The push to take the Los Angeles-based organization national by opening branches in other major U.S. cities has been in the works for more than a year; among the largest supporters of the expansion are the casino magnate and mega-philanthropist Sheldon Adelson and his Israeli-American wife, Miriam. The IAC said the full amount of the Adelson donation has not yet been determined, however the couple were on hand for the official announcement of the planned expansion, which took place at the IAC’s annual Rosh Hashanah reception on Sept. 8.
“It’s been seven years, and it took time in the beginning to build the programs, to build the staff,” said IAC Chairman Shawn Evenhaim on Sep. 10; Evenhaim hosted the reception at his home in Calabasas. “Now we have a toolbox to take around the country.”
IAC leaders would not say how much the group intends to spend on its nationwide push, but IAC board member Adam Milstein and IAC CEO Sagi Balasha said that the Adelsons had signaled willingness to make donations to the IAC in amounts that would instantly put them in the same league as other major contributors to the group.
Media mogul Haim Saban has for years been a faithful supporter of the IAC. A longtime supporter of Democratic politicians, Saban also funds a center for Middle Eastern studies at the left-leaning Brookings Institution in Washington, D.C. According to documents filed with the Internal Revenue Service, the Saban Family Foundation donated $85,000 in 2009 to the organization, $180,000 in 2010 and $400,000 in 2011.
Founded in 2006 as a “club” of Israeli-American businessmen from Los Angeles who had made significant contributions to local and national Jewish and pro-Israel organizations, the organization was known first as the Israeli Leadership Council; in March of this year, its leadership announced its new name emphasizing the American identity of this immigrant community.
The group’s ambitious goals have been on display at the local level for some time. In 2012, the group assumed leadership of Los Angeles’ Celebrate Israel festival, the Yom HaAtzmaut celebration, bringing more than 15,000 revelers to the heart of Los Angeles to commemorate Israel’s independence for the first time in more than a decade. In 2013, according to IAC CEO Balasha, the IAC’s annual budget is around $4 million, and the programs it sponsors and supports reach approximately 50,000 people annually — including some American Jews without Israeli heritage.

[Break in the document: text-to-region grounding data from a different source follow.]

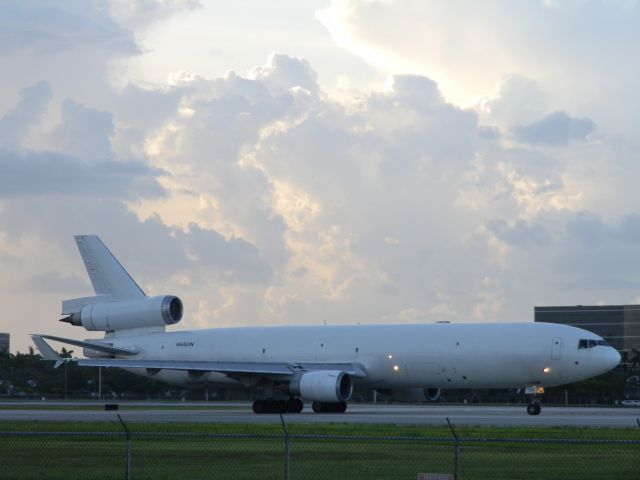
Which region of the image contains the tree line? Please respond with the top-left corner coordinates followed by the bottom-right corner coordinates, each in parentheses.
top-left (0, 347), bottom-right (183, 400)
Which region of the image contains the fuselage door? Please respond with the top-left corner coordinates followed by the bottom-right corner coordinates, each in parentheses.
top-left (551, 337), bottom-right (562, 360)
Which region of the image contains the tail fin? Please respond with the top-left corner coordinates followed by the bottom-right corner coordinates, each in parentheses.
top-left (74, 235), bottom-right (145, 300)
top-left (59, 236), bottom-right (180, 334)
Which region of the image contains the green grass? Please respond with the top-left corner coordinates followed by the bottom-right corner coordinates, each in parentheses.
top-left (3, 419), bottom-right (640, 437)
top-left (1, 421), bottom-right (639, 479)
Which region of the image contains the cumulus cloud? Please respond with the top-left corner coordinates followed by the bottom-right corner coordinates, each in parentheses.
top-left (180, 224), bottom-right (272, 283)
top-left (251, 53), bottom-right (320, 97)
top-left (0, 0), bottom-right (137, 56)
top-left (317, 0), bottom-right (640, 138)
top-left (0, 81), bottom-right (52, 148)
top-left (487, 218), bottom-right (551, 248)
top-left (479, 74), bottom-right (550, 128)
top-left (565, 211), bottom-right (606, 247)
top-left (109, 0), bottom-right (201, 28)
top-left (389, 75), bottom-right (443, 107)
top-left (2, 2), bottom-right (640, 352)
top-left (0, 148), bottom-right (165, 199)
top-left (50, 99), bottom-right (116, 160)
top-left (128, 54), bottom-right (640, 331)
top-left (511, 111), bottom-right (596, 146)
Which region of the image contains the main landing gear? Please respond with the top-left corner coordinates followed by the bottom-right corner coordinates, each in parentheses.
top-left (251, 398), bottom-right (348, 414)
top-left (252, 397), bottom-right (303, 414)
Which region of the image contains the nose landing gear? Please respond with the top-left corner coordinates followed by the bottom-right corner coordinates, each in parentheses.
top-left (527, 403), bottom-right (541, 415)
top-left (524, 385), bottom-right (544, 415)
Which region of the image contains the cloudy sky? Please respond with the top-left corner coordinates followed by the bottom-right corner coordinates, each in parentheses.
top-left (2, 0), bottom-right (640, 353)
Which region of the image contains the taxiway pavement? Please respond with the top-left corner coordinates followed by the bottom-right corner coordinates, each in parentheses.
top-left (1, 403), bottom-right (639, 428)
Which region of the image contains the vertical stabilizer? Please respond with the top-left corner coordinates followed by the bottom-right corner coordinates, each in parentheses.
top-left (74, 235), bottom-right (145, 300)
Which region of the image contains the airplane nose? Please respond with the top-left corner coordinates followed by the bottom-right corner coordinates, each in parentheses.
top-left (604, 348), bottom-right (621, 370)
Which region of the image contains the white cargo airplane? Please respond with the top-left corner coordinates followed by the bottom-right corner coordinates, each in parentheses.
top-left (33, 236), bottom-right (620, 415)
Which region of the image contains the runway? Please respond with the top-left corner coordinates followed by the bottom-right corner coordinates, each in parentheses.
top-left (1, 402), bottom-right (639, 428)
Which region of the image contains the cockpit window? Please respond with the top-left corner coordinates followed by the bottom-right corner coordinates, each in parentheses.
top-left (578, 338), bottom-right (608, 349)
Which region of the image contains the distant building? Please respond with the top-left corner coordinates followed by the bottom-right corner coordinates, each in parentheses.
top-left (0, 333), bottom-right (9, 352)
top-left (534, 305), bottom-right (640, 352)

“Fifty percent of attendees at the Celebrate Israel festival are not Israeli-Americans; they are Jewish-Americans,” Balasha said.

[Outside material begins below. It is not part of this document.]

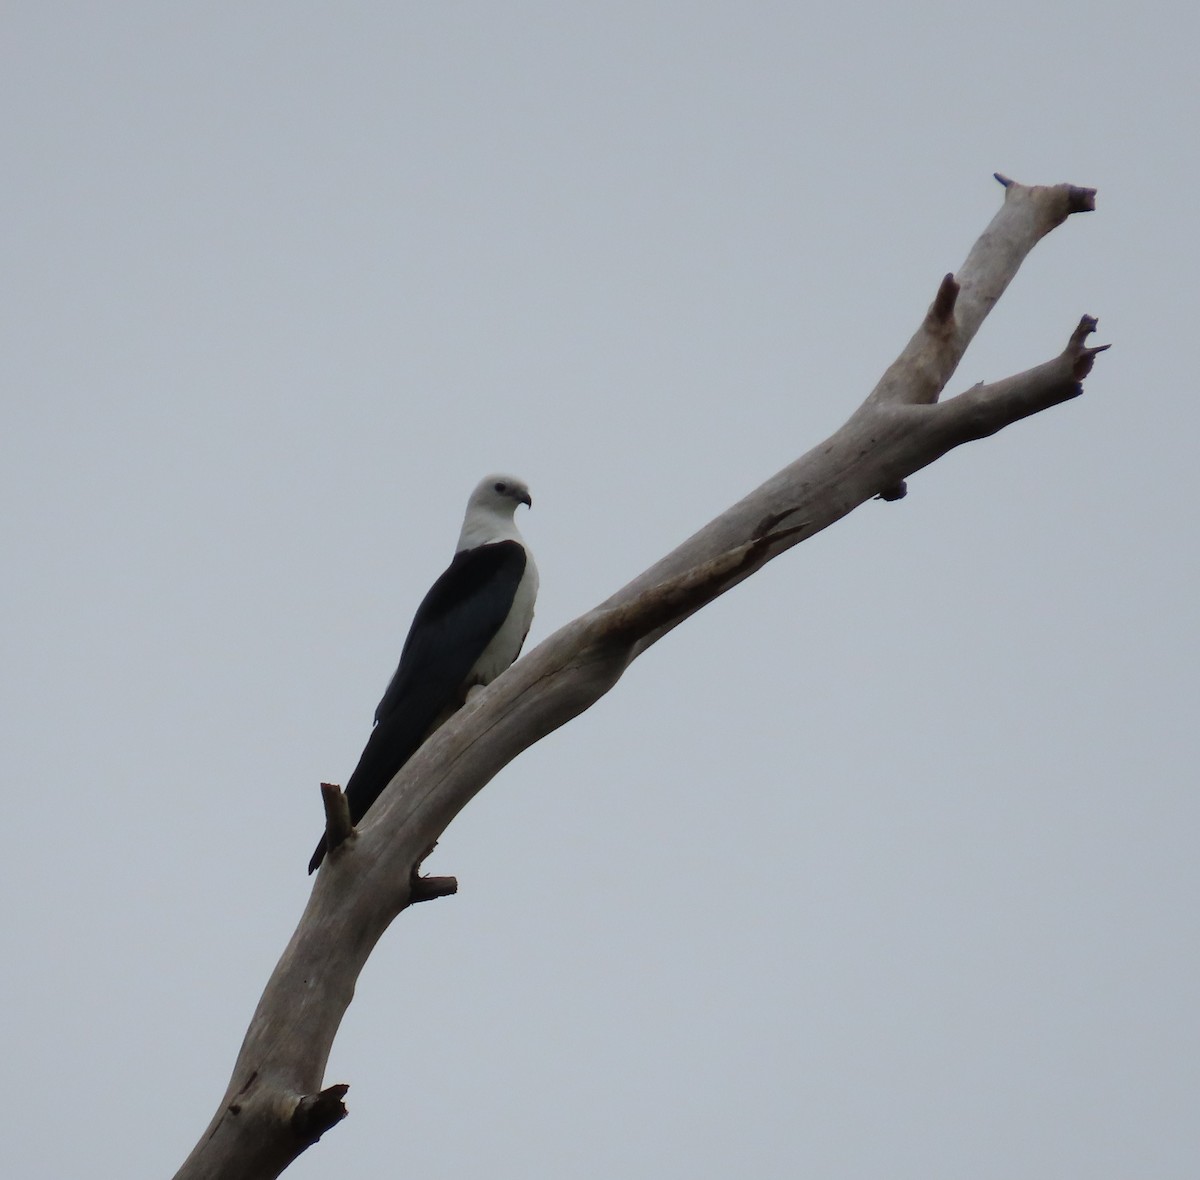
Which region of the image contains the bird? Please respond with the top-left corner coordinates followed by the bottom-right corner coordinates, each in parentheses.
top-left (309, 474), bottom-right (538, 873)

In its new push to open branches across the country, the IAC will focus on cities where Israeli-Americans have clustered but haven’t yet developed the kinds of community organizations, activities or infrastructure that the IAC has established in Southern California. And in cities where Israel-related cultural and religious activities already exist, the IAC intends to work with groups on the ground.
“We will fund activities in every city in the United States, anyplace you find a few thousand or more Israeli-Americans,” said Milstein, chairman of the group’s national expansion effort. “We are going to encourage them to come to us and to allow them to grow and create a bigger community around it.”

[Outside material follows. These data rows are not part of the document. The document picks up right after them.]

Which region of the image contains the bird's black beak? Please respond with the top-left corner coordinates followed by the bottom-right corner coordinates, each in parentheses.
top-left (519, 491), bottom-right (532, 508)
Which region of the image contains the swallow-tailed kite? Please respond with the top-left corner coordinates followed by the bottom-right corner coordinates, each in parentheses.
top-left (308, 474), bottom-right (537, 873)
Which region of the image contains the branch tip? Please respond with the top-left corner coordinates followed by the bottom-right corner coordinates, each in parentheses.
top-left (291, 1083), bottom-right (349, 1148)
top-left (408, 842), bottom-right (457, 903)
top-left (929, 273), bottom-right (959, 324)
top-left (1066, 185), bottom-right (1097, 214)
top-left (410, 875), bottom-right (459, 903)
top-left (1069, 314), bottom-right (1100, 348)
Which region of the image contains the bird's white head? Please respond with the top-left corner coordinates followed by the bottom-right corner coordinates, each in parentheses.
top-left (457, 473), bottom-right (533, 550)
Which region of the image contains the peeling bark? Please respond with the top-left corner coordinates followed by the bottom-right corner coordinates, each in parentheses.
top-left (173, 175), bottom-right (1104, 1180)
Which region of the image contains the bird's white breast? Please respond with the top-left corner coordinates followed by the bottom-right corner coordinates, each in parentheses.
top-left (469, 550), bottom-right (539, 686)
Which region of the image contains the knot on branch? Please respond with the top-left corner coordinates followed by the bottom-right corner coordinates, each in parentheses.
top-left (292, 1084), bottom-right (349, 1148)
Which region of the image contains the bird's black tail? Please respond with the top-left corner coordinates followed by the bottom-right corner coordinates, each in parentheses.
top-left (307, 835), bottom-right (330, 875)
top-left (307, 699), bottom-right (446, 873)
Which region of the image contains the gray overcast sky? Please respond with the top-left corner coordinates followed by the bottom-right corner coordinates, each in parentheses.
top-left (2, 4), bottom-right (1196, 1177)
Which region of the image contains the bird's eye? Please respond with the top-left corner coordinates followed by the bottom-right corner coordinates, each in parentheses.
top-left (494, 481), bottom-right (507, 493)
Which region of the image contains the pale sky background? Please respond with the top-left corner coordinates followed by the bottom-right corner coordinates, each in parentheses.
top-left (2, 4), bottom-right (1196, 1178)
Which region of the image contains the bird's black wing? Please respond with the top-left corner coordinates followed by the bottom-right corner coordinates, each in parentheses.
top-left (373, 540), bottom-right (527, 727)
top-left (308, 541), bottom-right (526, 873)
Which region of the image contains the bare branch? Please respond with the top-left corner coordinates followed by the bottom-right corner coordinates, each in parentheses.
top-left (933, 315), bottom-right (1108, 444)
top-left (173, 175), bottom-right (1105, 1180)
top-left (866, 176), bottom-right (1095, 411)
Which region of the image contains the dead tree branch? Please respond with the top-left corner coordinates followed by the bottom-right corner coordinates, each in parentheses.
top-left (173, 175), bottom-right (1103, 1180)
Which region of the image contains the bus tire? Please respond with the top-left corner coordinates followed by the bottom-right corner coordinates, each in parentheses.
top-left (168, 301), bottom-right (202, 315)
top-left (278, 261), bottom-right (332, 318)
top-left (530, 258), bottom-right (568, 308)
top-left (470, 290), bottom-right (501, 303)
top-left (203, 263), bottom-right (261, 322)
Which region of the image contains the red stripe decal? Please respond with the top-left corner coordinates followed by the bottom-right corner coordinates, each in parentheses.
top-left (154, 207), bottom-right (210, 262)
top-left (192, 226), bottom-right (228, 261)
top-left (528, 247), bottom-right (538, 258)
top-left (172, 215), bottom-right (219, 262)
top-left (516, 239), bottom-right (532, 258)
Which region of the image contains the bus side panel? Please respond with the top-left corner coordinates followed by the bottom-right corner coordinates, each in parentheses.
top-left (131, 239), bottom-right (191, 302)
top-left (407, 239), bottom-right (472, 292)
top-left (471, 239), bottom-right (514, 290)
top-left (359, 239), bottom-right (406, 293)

Locally, the IAC’s activities have been aimed at strengthening the ties of second- and third-generation Israeli-Americans to Israel and to Judaism and building connections between the Israeli-American and Jewish-American communities. Milstein said he hopes the IAC’s expansion will also help the group achieve its third aim — strengthening the political power of the Israeli-American community in hopes of bolstering American support for Israel.
“If we have a community that really wants to help Israel,” Milstein said, “wouldn't it make sense to try to make a community out of them? A community with a voice, with power?”
The Adelsons made news in 2012 when they spent more than $75 million to support Republican candidates during the presidential election cycle. They have also given tens of millions of dollars to Birthright Israel over the years.
Milstein said that the amount of the Adelsons’ gift has not yet been determined, and messages left on Tuesday at the Adelson Family Foundation offices in Massachusetts were not returned.